第七話 伝わらない気持ち
人を騙すのって意外と簡単だ。それが、ここ数日で得た蓮華の教訓だった。
朝食はいつも食べないから問題ない。昼飯のお弁当は、母に申し訳ないとは思いつつも中身はトイレのゴミ箱に捨てた。夕飯は「友達と勉強会」とか理由をつけて家に帰らず、外食してきたことにする。これで『食事というイベントからどう逃げるか』という最大の難関を突破できる。
鬼人もどきになり、何も食べられず、何も飲めず――そんな状態で人間の生活に紛れ込めるのだろうかと不安に思っていた蓮華だったが、やりようはいくらでもあるのだと知った。
悲しいことに、案外、人は嘘を見抜けない。
きっとそれは、良いことなのだろう。だって、つまりそれは人を疑っていないということなのだから。蓮華は前向きに、そう思う。
でもだからといって、人を騙すのはやっぱり気分が良いものではない。子供の頃の苦い薬を飲むときの感覚に似ている。自分のために飲まなくてはならないから頑張って飲むのだが、やっぱり苦くてまずいのだ。
また、鬼の力の使い方についても練習を重ね、会得した。初めは暗い部屋に引きこもり、右手を見つめて意識を集中させることから始めた。炎をイメージして力を込めると、ぼぅっ、と音を立てて右掌が燃え上がった。ちりちりとした熱は感じるものの、しかし不思議と熱いとは思わない。それは鬼の力で出した炎に限らず、試しにライターの炎で自分の手を炙ってみたところ、同じように熱は感じても苦しくなく、火傷を負うようなことはなかった。どうやら熱に耐性のある体になっているらしい。

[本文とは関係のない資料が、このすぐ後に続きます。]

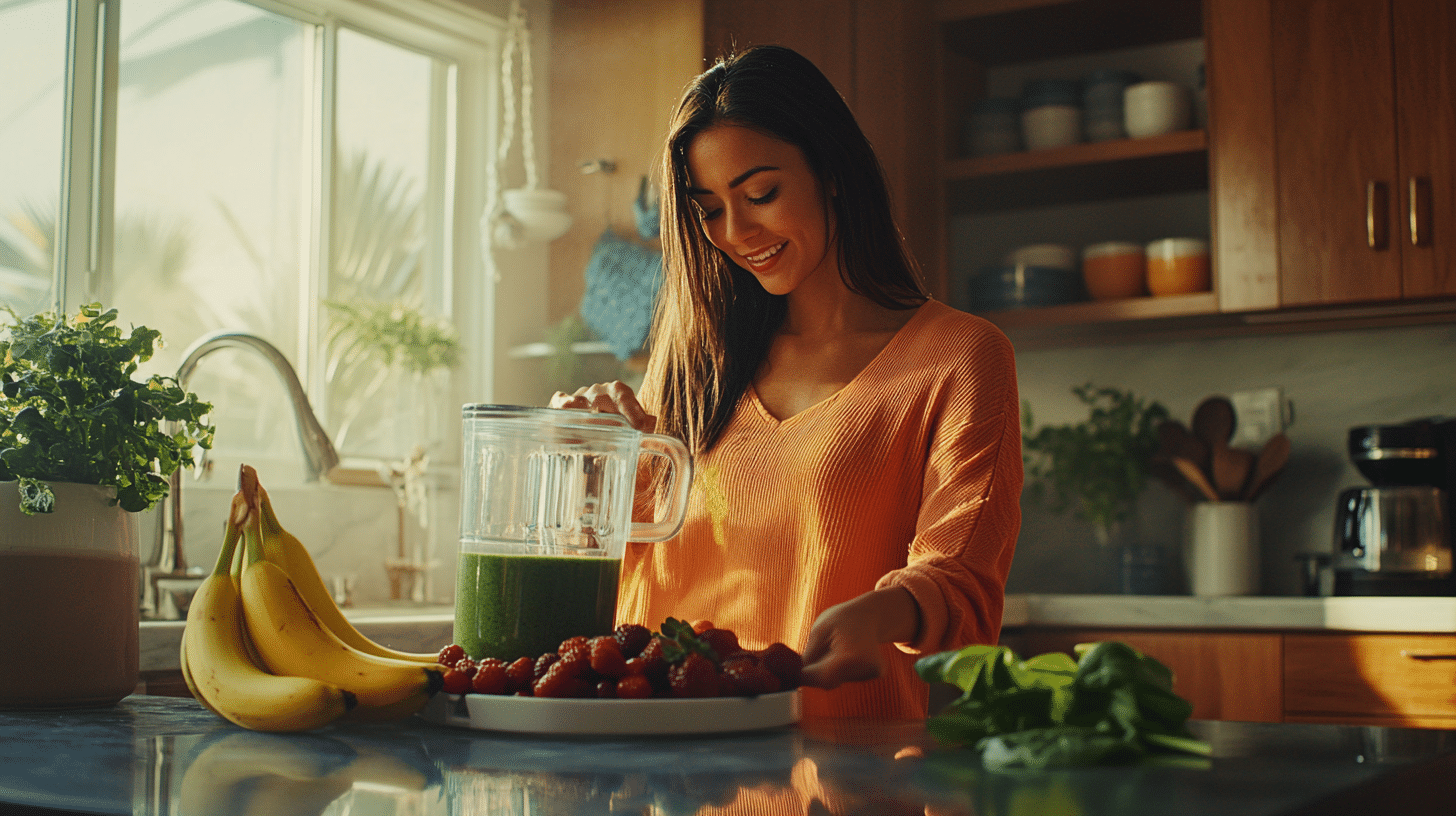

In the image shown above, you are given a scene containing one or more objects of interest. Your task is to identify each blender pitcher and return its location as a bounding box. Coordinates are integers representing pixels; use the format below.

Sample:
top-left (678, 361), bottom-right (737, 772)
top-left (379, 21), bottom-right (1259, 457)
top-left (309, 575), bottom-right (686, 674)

top-left (454, 405), bottom-right (692, 662)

また、ティッシュを摘まんで目の前に掲げ、凝視してみた。眼力を込めて炎をイメージすると、ティッシュに丸く焦げ穴が開き、次の瞬間に燃え上がって消し炭となった。どうやらこの力は体から炎を出すだけでなく、任意の物体を発火させることも可能なようだった。
しかし多用は禁物だ。この力を使うと酷い倦怠感に襲われる。息切れし、目眩がして、立ちくらみまで起こしたこともあった。貧血の症状によく似ている。しばらくすると体調は安定するのだが、明らかに完治はせず、その後もずっと倦怠感に襲われたままだった。走れば体力を消耗するように、何かしらのエネルギーを使っているのだろう。そしてそのエネルギーは、どうやら休めば勝手に回復するというものでもないらしい。得体が知れないため、やはりこれ以上使うべきではない。そもそもこんな危険な力を多用するつもりもないが。
そうしてやり過ごすこと、鬼人もどき四日目。
今朝も目が覚めるとやはりお腹は空いていて、喉はからからで、蓮華は鬼人もどきのままだった。いつか朝起きたとき全てが夢になっていやしないかと期待しているのだが、どうやら期待するだけ無駄らしい。

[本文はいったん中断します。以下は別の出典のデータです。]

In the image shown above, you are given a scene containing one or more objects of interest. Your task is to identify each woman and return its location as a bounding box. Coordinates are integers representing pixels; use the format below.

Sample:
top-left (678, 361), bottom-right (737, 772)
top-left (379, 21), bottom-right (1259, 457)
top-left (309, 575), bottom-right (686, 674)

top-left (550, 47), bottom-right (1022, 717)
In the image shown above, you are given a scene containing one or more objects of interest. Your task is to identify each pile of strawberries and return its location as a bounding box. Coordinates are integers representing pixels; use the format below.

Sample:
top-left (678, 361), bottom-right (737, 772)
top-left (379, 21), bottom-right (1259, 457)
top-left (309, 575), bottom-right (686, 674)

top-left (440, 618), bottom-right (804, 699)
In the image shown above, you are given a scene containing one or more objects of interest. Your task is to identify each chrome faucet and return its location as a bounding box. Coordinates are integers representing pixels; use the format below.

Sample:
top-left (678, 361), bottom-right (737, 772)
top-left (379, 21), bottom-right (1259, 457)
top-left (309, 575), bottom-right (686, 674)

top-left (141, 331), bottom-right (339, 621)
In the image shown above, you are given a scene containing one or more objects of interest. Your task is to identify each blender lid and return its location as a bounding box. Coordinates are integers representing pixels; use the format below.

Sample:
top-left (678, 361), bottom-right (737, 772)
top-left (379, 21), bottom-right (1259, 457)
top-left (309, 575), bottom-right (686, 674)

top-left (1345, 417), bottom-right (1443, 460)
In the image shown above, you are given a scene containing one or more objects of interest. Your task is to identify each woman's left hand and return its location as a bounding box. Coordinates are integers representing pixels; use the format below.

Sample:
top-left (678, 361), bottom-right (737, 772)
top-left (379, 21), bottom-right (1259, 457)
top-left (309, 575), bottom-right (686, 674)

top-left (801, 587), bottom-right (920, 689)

しかし不思議だった。蓮華は日を追うごとに空腹感や喉の渇きが増していくものだとばかり思っていたのだが……違ったのだ。むしろ、初日より症状が軽い。もちろんお腹は常に空いているし、喉も渇いているのだが、別に耐えられないほどではない。目の前にフルコース料理を置かれたとしても、自我を保ち、ヨダレを垂らさない自信があった。その程度の空腹感。二日目の朝からずっとこんな調子なのだ。お陰様でこれまでなんとか学校でも支障を来すことなく生活できている。唯一、鬼の力を使ったせいで体に蓄積された倦怠感だけは残っているが。
慣れ……だろうか。それならそれで好都合。この調子なら、一週間耐え抜く程度余裕だ。
光明が見え出した気がして嬉しく思いながら、蓮華はいつも通りに一階に降りて洗面所で顔を洗い、リビングに顔を出す。
「おはよー」
「おはよう」
「おう」
母はキッチンで食器を洗いながら、父はテーブルで新聞から目を離さずに返した。
「あ、そうそう。蓮華、最近お友達と一緒にお勉強してから帰ってくるけど、それって街中のファミレスかどっかでやってるの? それともお友達のお家?」
「あー、えっと……駅の近くのファミレスで……」
もちろん嘘だ。
だがそんなその場しのぎで出任せでしかない蓮華の嘘に、母は大げさに驚いた顔をする。
「あら! じゃあ気をつけなさい? 昨晩、駅近の街中で事件があったらしいわよ」
「え? 事件?」
「ほら、今もニュースやってるから、見て見て」
言われてテレビに目を移すと、朝のニュース番組が流れていた。
『――昨夜未明、長野県上田市の商店街のガラスや壁が無残にも破壊されるという事件が起きました。ご覧下さい。まるで嵐が通り過ぎたかのように、この通りに面する全てのお店の外壁や窓ガラスが無造作に破壊されています。今のところ盗難の被害はないとのことで、警察は愉快犯の可能性を視野に入れて捜査をしているとのことですが、防犯カメラに犯人の姿は映っておらず、また目撃者もいないことから捜査は難航を――』
生中継でリポーターが賢明に状況を伝えている。
その背景に映っていたのは、紛れもなく蓮華の住む街の商店街の風景だった。
ガラス片が道路一面にぶちまけられ、看板や植木がそこら中にとっちらかり、壁に穴の開いている建物まである。まるで竜巻でも通ったのではないかというような惨状だ。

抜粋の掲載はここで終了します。